Konfliktlage bei Arbeitskämpfen am Fall Bsirske

Für viele Diskussionen bezüglich des Spannungsverhältnisses zwischen der organschaftlichen Stellung der Gewerkschaftsvertreter in der mitbestimmten Aktiengesellschaft und ihrem Hauptamt in der Gewerkschaft sorgte in jüngster Vergangenheit der Fall Bsirske. Dieser ist seit vielen Jahren der Chef der Dienstleistungsgewerkschaft ver.di und war daneben unter anderem auch im Aufsichtsrat der Lufthansa AG tätig. Bsirske hat im Jahre 2003 einen Streikaufruf gestartet, welcher dem Unternehmen mehrere Millionen Euro kostete. Dafür wurde er als Aufsichtsratsmitglied nicht entlastet (§ 120 AktG).

Diese Konstellation der Ereignisse führte zu der Debatte, ob Herr Bsirske pflichtwidrig in seiner Rolle als Aufsichtsratsmitglied der Lufthansa AG handelte. Einerseits war er der Gewerkschaft und den Mitgliedern verpflichtet, andererseits musste er als Aufsichtsratsmitglied das Interesse des Unternehmens im Blick haben. Die Meinung in diesem Fall sind mannigfaltig und reichen von Unverständnis, bis hin zu Rücktrittsvorschlägen und Schadensersatzforderungen.

 

Vorliegen und Handhabung von Interessenkonflikten

Interessenkollisionen können nicht völlig vermieden werden, dennoch gibt es einige Handlungsempfehlungen wie mit ihnen umgegangen werden kann. Nach dem DCGK (Nr. 5.5.2) sollen bestehende Interessenkonflikte (lang- und kurzfristige) dem Aufsichtsrat offengelegt werden.
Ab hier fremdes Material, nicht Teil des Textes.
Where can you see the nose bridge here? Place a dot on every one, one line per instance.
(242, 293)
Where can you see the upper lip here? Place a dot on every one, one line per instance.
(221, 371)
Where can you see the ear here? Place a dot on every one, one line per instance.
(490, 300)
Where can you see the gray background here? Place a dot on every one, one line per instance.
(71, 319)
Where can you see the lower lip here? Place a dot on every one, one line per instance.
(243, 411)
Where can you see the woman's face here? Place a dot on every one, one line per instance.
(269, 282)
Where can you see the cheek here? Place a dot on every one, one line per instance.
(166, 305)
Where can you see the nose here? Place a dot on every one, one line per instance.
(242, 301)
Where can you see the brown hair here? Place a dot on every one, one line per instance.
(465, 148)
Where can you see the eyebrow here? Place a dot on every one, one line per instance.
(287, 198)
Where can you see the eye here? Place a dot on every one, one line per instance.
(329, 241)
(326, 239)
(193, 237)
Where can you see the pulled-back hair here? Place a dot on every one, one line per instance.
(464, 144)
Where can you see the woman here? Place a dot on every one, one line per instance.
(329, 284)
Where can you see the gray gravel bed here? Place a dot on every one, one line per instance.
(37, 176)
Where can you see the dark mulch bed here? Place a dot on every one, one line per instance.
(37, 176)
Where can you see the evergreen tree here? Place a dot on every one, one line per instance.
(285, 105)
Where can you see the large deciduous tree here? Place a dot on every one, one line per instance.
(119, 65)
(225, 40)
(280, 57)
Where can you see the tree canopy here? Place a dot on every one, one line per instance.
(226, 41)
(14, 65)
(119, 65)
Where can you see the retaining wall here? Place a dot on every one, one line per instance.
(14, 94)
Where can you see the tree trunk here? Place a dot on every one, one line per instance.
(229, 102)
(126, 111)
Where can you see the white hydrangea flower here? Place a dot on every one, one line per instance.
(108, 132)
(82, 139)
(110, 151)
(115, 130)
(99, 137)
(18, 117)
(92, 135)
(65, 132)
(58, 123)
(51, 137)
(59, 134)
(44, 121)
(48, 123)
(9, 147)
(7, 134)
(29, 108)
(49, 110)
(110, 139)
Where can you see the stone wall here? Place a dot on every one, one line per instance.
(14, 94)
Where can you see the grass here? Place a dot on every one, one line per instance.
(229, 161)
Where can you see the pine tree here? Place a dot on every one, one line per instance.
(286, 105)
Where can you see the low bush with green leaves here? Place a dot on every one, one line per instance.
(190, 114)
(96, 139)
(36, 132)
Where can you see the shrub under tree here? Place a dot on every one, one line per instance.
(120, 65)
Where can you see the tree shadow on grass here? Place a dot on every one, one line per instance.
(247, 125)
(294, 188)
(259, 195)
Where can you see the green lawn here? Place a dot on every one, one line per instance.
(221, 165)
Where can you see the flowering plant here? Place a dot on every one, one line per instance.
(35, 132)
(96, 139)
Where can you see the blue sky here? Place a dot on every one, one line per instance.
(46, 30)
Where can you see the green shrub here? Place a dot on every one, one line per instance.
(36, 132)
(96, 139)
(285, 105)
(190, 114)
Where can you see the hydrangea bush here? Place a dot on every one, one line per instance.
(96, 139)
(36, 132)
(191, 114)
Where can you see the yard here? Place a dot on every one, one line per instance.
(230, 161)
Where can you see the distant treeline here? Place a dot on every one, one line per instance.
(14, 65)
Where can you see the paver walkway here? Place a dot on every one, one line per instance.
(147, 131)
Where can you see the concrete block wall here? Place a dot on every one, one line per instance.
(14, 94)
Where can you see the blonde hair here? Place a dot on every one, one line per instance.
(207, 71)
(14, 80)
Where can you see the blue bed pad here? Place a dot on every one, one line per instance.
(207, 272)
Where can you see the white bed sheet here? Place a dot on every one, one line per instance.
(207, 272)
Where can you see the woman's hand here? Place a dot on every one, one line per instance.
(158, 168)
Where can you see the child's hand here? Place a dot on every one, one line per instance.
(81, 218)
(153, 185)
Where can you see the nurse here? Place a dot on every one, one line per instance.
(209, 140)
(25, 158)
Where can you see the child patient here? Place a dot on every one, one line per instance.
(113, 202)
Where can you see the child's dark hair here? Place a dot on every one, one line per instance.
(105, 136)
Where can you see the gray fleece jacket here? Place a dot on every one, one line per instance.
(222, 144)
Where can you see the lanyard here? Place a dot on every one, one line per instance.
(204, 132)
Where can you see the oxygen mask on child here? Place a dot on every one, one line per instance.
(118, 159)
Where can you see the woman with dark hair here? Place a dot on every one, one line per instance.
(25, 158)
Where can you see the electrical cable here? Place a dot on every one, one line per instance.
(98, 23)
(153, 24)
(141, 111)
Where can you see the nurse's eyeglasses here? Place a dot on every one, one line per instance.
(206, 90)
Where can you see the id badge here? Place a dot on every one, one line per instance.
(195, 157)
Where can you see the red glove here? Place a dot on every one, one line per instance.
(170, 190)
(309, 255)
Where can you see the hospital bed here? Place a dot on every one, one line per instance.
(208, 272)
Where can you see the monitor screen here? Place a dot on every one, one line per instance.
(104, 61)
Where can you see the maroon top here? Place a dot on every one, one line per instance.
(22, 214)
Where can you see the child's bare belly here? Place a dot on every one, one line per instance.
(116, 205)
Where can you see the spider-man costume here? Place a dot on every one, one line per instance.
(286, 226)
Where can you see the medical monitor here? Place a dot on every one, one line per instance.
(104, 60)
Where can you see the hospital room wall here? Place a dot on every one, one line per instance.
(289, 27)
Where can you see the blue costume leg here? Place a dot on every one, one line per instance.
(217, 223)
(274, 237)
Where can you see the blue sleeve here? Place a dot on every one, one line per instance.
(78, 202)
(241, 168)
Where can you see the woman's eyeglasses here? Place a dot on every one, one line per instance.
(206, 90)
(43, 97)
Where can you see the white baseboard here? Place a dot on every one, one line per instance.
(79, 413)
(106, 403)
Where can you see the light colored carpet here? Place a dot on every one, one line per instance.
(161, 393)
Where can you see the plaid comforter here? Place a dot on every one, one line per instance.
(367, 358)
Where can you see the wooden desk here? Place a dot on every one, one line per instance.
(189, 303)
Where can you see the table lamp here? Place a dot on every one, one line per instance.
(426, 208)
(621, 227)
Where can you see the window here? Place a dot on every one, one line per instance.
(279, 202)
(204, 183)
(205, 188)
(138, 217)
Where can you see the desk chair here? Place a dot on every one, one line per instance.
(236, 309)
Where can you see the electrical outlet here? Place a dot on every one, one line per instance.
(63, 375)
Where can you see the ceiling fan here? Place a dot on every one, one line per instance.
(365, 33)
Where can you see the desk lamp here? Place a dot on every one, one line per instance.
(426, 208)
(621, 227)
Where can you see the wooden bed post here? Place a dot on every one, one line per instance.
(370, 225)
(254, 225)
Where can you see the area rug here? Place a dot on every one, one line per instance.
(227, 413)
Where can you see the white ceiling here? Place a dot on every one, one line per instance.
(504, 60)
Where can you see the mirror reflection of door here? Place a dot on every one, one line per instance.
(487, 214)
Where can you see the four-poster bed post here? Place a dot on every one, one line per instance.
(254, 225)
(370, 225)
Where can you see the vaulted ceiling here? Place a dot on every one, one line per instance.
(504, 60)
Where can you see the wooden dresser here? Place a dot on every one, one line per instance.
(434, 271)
Ergänzend dazu soll auch die Hauptversammlung in einem Bericht über Konflikte und deren Handhabung informiert werden (Nr. 5.5.3). Teilweise wird davon ausgegangen, dass bei offenkundigen Interessenkonflikten kein erneuter Hinweis nötig ist. Sollte also eine Person im Aufsichtsrat auch gleichzeitig auch ein Gewerkschaftsfunktionär sein, so ist dies eine bekannte Tatsache und damit wohl auch als akzeptabler Interessenkonflikt anzusehen. Allerdings ist der Interessenkonflikt immer dann offenzulegen, wenn eine Auswirkung auf die Aufsichtsratsfunktion absehbar ist. Dies bedeutet sowohl beim Ausmaß des Interessenkonflikts, als auch wann dieser offengelegt wird eine intensive Einzelfallbetrachtung. Jedes Aufsichtsratsmitglied muss in der Lage sein den Kern des Interessenskonflikts zu verstehen, dafür ist eine detaillierte Betrachtung des Sachverhalts notwendig.

 

Rechtliche Konsequenzen

Die möglichen rechtlichen Konsequenzen richten sich nach der Intensität des Interessenkonflikts. Eine Möglichkeit bietet die Stimmenenthaltung. Das von der Interessenkollision betroffene Aufsichtsratsmitglied muss sich in diesem bis zum Ende des Konflikts der Stimme enthalten. Des Weiteren kann auch ein Stimmverbot im Sinne des § 34 BGB in Frage kommen, oder aber die Mitwirkungspflichten des Aufsichtsratsmitglieds werden beschränkt. Häufen sich die Rollenkonflikte bei Einzelpersonen sollte über eine Abberufung nach § 103 AktG, oder über einen Rücktritt nachgedacht werden.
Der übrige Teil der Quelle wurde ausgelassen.